The 2020 police killing of George Floyd and subsequent protests against racial injustice have fueled advocates’ calls for businesses to do more to hire, retain and promote workers from minority groups.
This has led to a nationwide increase in the hiring of diversity officers and other positions dedicated to leading DEI efforts — and to backlash from conservative critics of DEI.
“As often happens, there was a countermovement against this project,” Dobbin said. “And conservative activists have been very successful in raising money and funding think tanks, which is often where the people who attack corporations are.”
And their boycotts have had some resounding successes in recent years, from Target’s reduction of its LGBTQ+ products this Pride month to Bud Light’s parent company furloughing its executives after its partnership with a transgender influencer sparked a firestorm last year.

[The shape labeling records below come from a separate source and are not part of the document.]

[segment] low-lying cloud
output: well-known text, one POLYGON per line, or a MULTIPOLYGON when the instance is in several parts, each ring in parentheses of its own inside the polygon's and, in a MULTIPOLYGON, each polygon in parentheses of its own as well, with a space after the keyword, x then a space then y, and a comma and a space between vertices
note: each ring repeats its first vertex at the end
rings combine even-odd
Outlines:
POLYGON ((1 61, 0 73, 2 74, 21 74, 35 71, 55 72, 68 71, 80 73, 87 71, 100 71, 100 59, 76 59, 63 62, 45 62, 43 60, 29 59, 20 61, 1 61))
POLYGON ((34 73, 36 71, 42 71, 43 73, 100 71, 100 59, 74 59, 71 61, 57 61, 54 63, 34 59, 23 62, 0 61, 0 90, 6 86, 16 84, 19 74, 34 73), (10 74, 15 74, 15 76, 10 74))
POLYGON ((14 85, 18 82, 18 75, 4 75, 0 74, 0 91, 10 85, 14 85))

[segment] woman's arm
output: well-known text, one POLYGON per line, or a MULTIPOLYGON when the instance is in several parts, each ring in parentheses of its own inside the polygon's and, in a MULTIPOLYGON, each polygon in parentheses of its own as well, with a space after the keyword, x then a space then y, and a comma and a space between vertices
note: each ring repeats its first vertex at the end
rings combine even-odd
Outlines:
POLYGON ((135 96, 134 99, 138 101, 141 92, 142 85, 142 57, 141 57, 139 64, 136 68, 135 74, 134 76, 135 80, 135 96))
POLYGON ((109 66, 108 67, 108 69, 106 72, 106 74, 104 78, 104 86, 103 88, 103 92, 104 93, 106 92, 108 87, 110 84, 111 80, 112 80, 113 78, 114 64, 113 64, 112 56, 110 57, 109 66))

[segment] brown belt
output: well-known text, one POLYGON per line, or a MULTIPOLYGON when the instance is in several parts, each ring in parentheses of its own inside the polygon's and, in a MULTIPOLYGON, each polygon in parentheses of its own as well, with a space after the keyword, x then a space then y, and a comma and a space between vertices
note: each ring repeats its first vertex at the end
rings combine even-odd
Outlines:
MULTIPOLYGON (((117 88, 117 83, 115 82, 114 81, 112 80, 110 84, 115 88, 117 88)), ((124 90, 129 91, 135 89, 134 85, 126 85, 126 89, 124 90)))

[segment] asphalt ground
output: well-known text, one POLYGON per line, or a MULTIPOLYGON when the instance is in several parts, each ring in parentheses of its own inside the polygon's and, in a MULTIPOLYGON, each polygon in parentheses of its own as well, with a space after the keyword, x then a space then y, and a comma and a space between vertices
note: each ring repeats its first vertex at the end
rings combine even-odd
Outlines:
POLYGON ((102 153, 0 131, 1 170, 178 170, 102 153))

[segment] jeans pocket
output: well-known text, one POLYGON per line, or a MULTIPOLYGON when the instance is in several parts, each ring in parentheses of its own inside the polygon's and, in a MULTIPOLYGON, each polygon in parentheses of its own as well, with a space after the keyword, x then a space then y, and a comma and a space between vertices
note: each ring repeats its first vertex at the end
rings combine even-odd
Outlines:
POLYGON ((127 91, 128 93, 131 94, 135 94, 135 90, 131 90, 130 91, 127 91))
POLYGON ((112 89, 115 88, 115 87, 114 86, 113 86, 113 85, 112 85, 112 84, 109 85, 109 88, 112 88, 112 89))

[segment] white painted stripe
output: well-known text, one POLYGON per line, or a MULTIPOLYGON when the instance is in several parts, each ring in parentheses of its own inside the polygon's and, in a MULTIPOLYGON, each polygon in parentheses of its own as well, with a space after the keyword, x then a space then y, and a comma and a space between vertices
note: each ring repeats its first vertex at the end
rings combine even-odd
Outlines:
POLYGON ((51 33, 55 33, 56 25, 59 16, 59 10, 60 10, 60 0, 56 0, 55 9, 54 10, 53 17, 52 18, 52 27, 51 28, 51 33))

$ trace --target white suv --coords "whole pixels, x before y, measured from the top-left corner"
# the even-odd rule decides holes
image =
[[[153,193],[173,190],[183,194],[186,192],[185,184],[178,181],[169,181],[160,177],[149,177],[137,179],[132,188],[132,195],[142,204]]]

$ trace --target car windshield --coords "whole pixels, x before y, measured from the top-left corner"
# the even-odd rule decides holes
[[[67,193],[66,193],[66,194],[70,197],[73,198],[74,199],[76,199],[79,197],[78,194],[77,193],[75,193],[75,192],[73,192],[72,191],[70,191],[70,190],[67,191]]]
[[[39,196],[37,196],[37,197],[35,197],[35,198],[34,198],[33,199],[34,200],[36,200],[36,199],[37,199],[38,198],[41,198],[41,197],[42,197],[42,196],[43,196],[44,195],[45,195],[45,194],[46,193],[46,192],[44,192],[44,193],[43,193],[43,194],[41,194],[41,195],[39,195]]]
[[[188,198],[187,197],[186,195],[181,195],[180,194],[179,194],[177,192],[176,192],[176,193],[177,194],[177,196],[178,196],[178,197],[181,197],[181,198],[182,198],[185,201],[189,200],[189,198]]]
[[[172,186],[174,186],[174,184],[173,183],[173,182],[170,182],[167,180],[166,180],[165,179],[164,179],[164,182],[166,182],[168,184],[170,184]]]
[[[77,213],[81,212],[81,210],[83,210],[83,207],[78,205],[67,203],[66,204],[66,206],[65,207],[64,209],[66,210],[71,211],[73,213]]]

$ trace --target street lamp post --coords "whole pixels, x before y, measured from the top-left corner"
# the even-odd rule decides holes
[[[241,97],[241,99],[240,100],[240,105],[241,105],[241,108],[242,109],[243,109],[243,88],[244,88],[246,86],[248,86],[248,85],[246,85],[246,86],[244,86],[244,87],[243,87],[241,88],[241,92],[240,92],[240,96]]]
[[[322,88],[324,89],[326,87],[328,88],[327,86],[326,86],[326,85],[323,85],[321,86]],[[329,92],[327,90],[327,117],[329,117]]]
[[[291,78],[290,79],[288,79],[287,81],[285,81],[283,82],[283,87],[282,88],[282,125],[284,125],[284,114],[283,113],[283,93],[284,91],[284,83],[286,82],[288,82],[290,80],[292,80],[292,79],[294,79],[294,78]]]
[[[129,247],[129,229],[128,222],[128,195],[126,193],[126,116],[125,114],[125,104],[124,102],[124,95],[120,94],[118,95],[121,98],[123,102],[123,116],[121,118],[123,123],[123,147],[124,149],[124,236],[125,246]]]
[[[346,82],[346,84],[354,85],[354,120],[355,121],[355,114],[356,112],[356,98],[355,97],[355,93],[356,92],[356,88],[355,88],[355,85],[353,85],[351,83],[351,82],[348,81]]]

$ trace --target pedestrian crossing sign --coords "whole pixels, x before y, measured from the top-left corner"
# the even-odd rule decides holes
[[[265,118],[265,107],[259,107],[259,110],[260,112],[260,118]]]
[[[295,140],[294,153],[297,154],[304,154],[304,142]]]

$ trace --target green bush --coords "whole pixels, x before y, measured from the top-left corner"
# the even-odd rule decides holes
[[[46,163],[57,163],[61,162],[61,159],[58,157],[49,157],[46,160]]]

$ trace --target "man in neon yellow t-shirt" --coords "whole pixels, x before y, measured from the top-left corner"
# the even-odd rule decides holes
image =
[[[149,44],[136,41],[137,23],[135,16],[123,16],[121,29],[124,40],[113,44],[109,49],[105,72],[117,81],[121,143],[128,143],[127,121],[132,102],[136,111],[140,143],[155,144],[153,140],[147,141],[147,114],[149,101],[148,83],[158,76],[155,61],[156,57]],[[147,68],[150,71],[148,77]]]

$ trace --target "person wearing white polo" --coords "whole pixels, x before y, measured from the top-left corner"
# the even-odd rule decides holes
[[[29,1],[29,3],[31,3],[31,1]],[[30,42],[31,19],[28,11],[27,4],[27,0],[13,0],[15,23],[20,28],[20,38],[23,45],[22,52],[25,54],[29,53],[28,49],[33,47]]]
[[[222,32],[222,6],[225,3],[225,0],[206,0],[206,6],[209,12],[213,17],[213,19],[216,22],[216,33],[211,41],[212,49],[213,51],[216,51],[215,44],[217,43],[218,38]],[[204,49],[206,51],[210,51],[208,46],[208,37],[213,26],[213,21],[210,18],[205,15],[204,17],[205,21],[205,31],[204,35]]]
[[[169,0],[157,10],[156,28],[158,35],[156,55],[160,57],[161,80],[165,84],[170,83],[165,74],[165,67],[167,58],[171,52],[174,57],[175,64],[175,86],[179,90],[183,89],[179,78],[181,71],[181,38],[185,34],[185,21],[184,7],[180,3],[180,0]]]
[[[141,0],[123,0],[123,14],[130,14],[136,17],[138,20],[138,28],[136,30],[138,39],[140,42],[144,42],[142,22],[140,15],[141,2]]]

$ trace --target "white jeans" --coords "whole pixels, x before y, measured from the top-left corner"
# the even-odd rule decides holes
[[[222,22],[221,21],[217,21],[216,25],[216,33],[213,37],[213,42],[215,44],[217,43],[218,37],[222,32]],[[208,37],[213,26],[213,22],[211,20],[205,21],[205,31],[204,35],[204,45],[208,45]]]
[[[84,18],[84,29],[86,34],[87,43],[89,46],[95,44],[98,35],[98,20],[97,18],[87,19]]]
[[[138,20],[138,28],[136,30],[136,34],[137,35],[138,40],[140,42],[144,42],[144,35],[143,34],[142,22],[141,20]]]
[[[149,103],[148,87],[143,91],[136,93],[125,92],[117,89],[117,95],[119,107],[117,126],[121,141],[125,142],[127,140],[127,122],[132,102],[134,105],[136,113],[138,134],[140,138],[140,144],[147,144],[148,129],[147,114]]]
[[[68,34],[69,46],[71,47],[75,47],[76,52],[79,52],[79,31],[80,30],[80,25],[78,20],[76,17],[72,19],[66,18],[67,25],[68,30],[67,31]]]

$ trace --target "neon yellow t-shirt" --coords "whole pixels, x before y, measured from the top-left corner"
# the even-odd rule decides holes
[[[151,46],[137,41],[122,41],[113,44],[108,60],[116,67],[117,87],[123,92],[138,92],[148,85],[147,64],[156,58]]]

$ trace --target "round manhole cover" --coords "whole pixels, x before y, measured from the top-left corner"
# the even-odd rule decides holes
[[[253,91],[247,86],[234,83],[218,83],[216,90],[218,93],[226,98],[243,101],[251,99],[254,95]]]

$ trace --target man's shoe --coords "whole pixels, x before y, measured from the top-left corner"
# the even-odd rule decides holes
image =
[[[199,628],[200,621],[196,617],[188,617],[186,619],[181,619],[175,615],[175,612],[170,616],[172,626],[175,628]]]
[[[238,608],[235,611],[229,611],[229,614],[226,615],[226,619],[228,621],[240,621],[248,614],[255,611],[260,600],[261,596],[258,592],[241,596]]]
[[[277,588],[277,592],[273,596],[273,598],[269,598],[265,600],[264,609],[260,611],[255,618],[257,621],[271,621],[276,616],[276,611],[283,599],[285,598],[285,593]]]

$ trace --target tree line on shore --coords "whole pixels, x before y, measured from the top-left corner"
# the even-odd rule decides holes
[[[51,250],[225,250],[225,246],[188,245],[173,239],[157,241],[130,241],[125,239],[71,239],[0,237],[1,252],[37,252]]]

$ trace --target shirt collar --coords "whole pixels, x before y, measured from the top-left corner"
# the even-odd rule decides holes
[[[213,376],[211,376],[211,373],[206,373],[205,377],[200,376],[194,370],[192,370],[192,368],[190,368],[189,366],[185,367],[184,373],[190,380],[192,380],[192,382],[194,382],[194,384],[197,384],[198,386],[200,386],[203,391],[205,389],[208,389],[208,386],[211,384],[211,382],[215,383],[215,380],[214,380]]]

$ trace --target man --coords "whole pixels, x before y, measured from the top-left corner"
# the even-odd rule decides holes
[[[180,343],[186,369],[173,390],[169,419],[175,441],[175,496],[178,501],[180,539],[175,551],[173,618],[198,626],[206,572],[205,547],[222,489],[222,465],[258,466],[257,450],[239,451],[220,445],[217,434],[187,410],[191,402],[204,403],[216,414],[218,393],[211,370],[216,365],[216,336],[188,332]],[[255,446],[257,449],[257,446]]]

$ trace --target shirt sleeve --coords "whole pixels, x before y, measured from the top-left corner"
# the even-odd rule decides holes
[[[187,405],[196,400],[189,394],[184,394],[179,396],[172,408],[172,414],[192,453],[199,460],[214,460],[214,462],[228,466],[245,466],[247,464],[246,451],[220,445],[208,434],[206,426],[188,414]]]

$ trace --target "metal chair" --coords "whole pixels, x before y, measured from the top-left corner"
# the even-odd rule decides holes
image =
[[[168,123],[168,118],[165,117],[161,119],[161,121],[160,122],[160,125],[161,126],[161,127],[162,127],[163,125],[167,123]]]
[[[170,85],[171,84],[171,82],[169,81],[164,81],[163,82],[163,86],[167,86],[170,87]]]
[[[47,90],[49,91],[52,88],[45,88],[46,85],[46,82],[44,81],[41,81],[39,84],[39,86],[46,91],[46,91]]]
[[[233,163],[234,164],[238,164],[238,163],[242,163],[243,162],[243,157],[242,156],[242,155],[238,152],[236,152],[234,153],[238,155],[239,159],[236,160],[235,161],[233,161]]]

Dobbin says many companies are also walking back such initiatives with less fanfare, such as quietly removing the word “diversity” from the title of an internship program.
He believes anti-DEI efforts will continue to advance, aided in part by the U.S. Supreme Court’s 2023 ruling against affirmative action in higher education. In the long term, however, Dobbin doesn’t believe “this is the end of progress in promoting diversity in the workforce.”
“There was a point where the pendulum swung one way,” he adds. “Then it swung back another way. We usually end up somewhere in between those two poles.”